I have a system which primarily uses pbs, but has a subset of nodes that use slurm. These nodes are not binary compatible with the cylc host nodes. The job submits and runs correctly but cylc tries to run on the compute node and crashes. Is there a way to set up polling for just that one job? Using [[hosts]] in the global config file doesn’t seem to do what I want since that seems to want to ssh to the remote to submit the job.
[meta]
title = "The cylc Hello World! suite"
[scheduling]
[[dependencies]]
graph = "hello => hello_casper"
[runtime]
[[hello]]
script = "sleep 10; echo Hello World!"
[[[job]]]
batch system = pbs
batch submit command template = qsub -q regular -l walltime=01:00:00 -A NCGD0042 '%(job)s'
[[[directives]]]
-r = n
-j = oe
-V =
-S = /bin/bash
-l = select=1:ncpus=36:ompthreads=36
[[hello_casper]]
script = "sleep 10; echo Hello World from casper!"
[[[job]]]
batch system = slurm
[[[directives]]]
--ntasks=1
--cpus-per-task=8
--patition=dav
The job submits and runs correctly but cylc tries to run on the compute node and crashes.

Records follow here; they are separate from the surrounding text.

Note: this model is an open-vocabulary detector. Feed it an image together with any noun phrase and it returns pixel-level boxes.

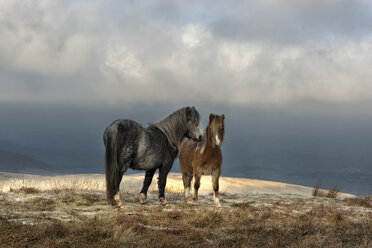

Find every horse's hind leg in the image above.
[212,170,221,207]
[140,168,156,204]
[158,162,173,206]
[193,167,201,203]
[182,172,192,203]
[112,166,128,208]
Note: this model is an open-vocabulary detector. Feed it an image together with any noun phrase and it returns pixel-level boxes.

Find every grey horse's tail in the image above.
[104,133,119,204]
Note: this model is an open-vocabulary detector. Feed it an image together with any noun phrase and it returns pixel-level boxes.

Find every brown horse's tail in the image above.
[104,132,119,204]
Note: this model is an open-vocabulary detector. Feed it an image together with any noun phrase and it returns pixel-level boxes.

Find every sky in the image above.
[0,0,372,105]
[0,0,372,194]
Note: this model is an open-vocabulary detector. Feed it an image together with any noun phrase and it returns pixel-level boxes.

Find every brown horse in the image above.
[179,114,225,207]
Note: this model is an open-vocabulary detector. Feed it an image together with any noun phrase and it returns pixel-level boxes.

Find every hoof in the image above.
[140,193,147,204]
[159,197,168,206]
[109,194,123,208]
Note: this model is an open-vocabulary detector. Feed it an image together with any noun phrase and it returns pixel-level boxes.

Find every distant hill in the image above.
[0,150,61,175]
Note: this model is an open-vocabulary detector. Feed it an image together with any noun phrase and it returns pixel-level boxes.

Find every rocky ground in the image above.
[0,174,372,247]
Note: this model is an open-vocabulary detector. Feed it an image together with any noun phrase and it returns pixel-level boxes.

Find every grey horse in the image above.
[103,107,202,208]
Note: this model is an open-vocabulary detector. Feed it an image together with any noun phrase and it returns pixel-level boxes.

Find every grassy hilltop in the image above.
[0,174,372,247]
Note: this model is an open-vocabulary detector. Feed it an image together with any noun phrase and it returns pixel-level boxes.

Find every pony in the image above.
[103,107,203,208]
[179,114,225,207]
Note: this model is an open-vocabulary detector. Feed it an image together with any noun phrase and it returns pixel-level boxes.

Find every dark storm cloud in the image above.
[0,0,372,104]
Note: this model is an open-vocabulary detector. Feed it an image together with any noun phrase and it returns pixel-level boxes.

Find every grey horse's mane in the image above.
[151,108,187,148]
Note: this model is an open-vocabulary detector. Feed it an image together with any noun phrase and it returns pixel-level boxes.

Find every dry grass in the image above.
[0,175,372,247]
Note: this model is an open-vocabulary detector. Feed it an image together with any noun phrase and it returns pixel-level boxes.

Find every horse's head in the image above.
[185,107,203,141]
[208,114,225,147]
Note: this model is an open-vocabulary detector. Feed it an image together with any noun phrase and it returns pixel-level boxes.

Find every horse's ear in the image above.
[209,114,215,122]
[186,107,191,121]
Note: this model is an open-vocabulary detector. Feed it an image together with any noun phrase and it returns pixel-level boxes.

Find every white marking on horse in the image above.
[216,134,221,145]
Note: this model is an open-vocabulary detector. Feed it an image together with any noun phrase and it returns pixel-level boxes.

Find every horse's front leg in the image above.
[212,170,221,207]
[182,172,192,204]
[139,168,156,204]
[158,164,172,206]
[193,167,201,204]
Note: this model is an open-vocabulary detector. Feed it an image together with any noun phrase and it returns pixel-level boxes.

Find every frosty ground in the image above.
[0,173,372,247]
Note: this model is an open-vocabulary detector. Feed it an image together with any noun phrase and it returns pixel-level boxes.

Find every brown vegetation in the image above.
[312,183,340,198]
[0,187,372,247]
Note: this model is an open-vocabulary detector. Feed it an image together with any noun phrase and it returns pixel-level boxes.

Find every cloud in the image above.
[0,0,372,104]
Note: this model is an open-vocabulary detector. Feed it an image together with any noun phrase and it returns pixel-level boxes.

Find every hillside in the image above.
[0,173,372,247]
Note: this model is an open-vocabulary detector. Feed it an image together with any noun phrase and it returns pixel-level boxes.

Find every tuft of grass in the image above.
[326,186,340,198]
[9,186,40,194]
[346,196,372,208]
[312,183,340,198]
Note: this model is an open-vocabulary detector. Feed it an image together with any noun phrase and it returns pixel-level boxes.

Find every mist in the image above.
[0,102,372,194]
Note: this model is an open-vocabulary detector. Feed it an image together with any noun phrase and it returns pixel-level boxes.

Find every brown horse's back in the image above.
[178,138,197,175]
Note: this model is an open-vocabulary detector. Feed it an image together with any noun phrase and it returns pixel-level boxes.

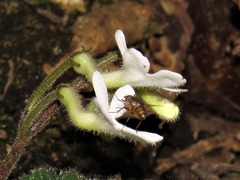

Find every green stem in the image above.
[19,90,57,133]
[0,103,59,180]
[0,134,30,180]
[25,60,71,113]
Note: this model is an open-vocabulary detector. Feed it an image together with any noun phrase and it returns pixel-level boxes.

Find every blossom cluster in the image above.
[59,30,187,144]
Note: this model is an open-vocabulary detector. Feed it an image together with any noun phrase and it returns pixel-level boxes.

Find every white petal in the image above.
[109,85,135,119]
[130,70,186,88]
[114,121,163,144]
[92,71,109,117]
[123,48,150,74]
[115,30,127,55]
[162,88,188,93]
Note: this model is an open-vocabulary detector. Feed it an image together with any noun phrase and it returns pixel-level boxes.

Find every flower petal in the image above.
[115,30,127,55]
[92,71,109,117]
[114,121,163,144]
[109,85,135,119]
[128,70,186,89]
[122,48,150,74]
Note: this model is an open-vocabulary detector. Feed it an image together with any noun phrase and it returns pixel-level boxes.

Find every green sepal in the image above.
[137,90,180,122]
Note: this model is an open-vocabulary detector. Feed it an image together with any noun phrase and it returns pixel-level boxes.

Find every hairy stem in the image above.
[25,60,72,112]
[0,103,59,180]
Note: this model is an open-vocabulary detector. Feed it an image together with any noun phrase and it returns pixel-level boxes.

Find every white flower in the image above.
[103,30,187,92]
[92,71,163,144]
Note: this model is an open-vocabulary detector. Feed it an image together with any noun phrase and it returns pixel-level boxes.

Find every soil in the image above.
[0,0,240,180]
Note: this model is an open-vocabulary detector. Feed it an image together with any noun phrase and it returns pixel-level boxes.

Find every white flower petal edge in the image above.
[92,71,163,144]
[109,85,135,119]
[115,30,187,92]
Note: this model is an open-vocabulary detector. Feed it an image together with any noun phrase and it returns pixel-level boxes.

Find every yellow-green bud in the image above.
[58,85,108,131]
[138,90,180,122]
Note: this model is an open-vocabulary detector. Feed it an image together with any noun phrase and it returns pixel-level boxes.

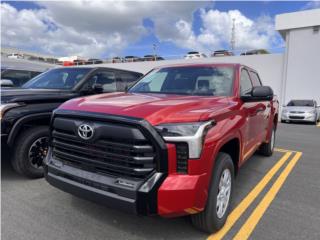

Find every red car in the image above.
[45,64,278,232]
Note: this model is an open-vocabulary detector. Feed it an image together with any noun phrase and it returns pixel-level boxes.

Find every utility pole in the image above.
[230,18,236,52]
[152,43,157,61]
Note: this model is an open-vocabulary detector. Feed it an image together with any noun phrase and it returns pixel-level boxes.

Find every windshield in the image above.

I presume you mean the cylc message command crashes on the job host? (when it tries to send back job status messages).
Cylc is written in Python so it should not matter that your Slurm host is not binary compatible with the Cylc host.
So: is cylc message just failing because on the job host because it can’t send messages back (in which case, check network configuration), OR is cylc generally non-functional there because some Python library is missing, or something like that?. Your job.err file should reveal which.
Using [[hosts]] in the global config file doesn’t seem to do what I want that seems to want to ssh to the remote to submit the job.
What are you setting under the [[hosts]] heading exactly? If you configure a task with a remote host and batch system Slurm, Cylc will ssh to the host and submit the job to Slurm there, but that is via the task (or family) remote section, not global config hosts section.
If you have a local Slurm client (i.e. on the Cylc host) then don’t specify a remote in the suite configuration - then it is a local job as far as Cylc is concerned, regardless of where Slurm executes the job. (however note in this case you must have a shared filesystem between the local and job hosts).
Is there a way to set up polling for just that one job?
ERROR:root:code for hash md5 was not found.
Traceback (most recent call last):
File "/glade/u/apps/ch/opt/python/2.7.16/gnu/8.3.0/lib/python2.7/hashlib.py", line 147, in <module>
globals()[__func_name] = __get_hash(__func_name)
File "/glade/u/apps/ch/opt/python/2.7.16/gnu/8.3.0/lib/python2.7/hashlib.py", line 97, in __get_builtin_constructor
raise ValueError('unsupported hash type ' + name)
ValueError: unsupported hash type md5
also this
Traceback (most recent call last):
File "/glade/u/apps/ch/opt/cylc/7.8.3/gnu/8.3.0/cylc-7.8.3/bin/cylc-message", line 140, in <module>
main()
File "/glade/u/apps/ch/opt/cylc/7.8.3/gnu/8.3.0/cylc-7.8.3/bin/cylc-message", line 136, in main
return record_messages(suite, task_job, messages)
File "/glade/u/apps/ch/opt/cylc/7.8.3/gnu/8.3.0/cylc-7.8.3/lib/cylc/task_message.py", line 82, in record_messages
'messages': messages})
File "/glade/u/apps/ch/opt/cylc/7.8.3/gnu/8.3.0/cylc-7.8.3/lib/cylc/network/httpclient.py", line 275, in put_messages
results = self._call_server(func_name, payload=payload)
File "/glade/u/apps/ch/opt/cylc/7.8.3/gnu/8.3.0/cylc-7.8.3/lib/cylc/network/httpclient.py", line 338, in _call_server
return self.call_server_impl(url, method, payload)
File "/glade/u/apps/ch/opt/cylc/7.8.3/gnu/8.3.0/cylc-7.8.3/lib/cylc/network/httpclient.py", line 369, in call_server_impl
return impl(url, method, payload)
File "/glade/u/apps/ch/opt/cylc/7.8.3/gnu/8.3.0/cylc-7.8.3/lib/cylc/network/httpclient.py", line 477, in _call_server_impl_urllib2
import ssl
File "/glade/u/apps/ch/opt/python/2.7.16/gnu/8.3.0/lib/python2.7/ssl.py", line 98, in <module>
import _ssl # if we can't import it, let the error propagate
ImportError: libssl.so.1.0.0: cannot open shared object file: No such file or directory
Okay I now have a proper cylc build on those nodes. How do I let cylc know the correct path to
that build? I am submitting from localhost, so using some [[remote]] option doesn’t seem to be the correct solution.
Thanks, that did it. But it doesn’t seem that cylc is sourcing my .bashrc,
I had to include that explicitly in my job-init-env.sh. The documentation your link points to seems to suggest that that should happen automatically. Any idea why it doesn’t?
That’s right - task job scripts invoke bash login shells, so you need to use .bash_profile. There are several other ways you can configure the environment for Cylc on job hosts too, but bash login scripts is the best way these days.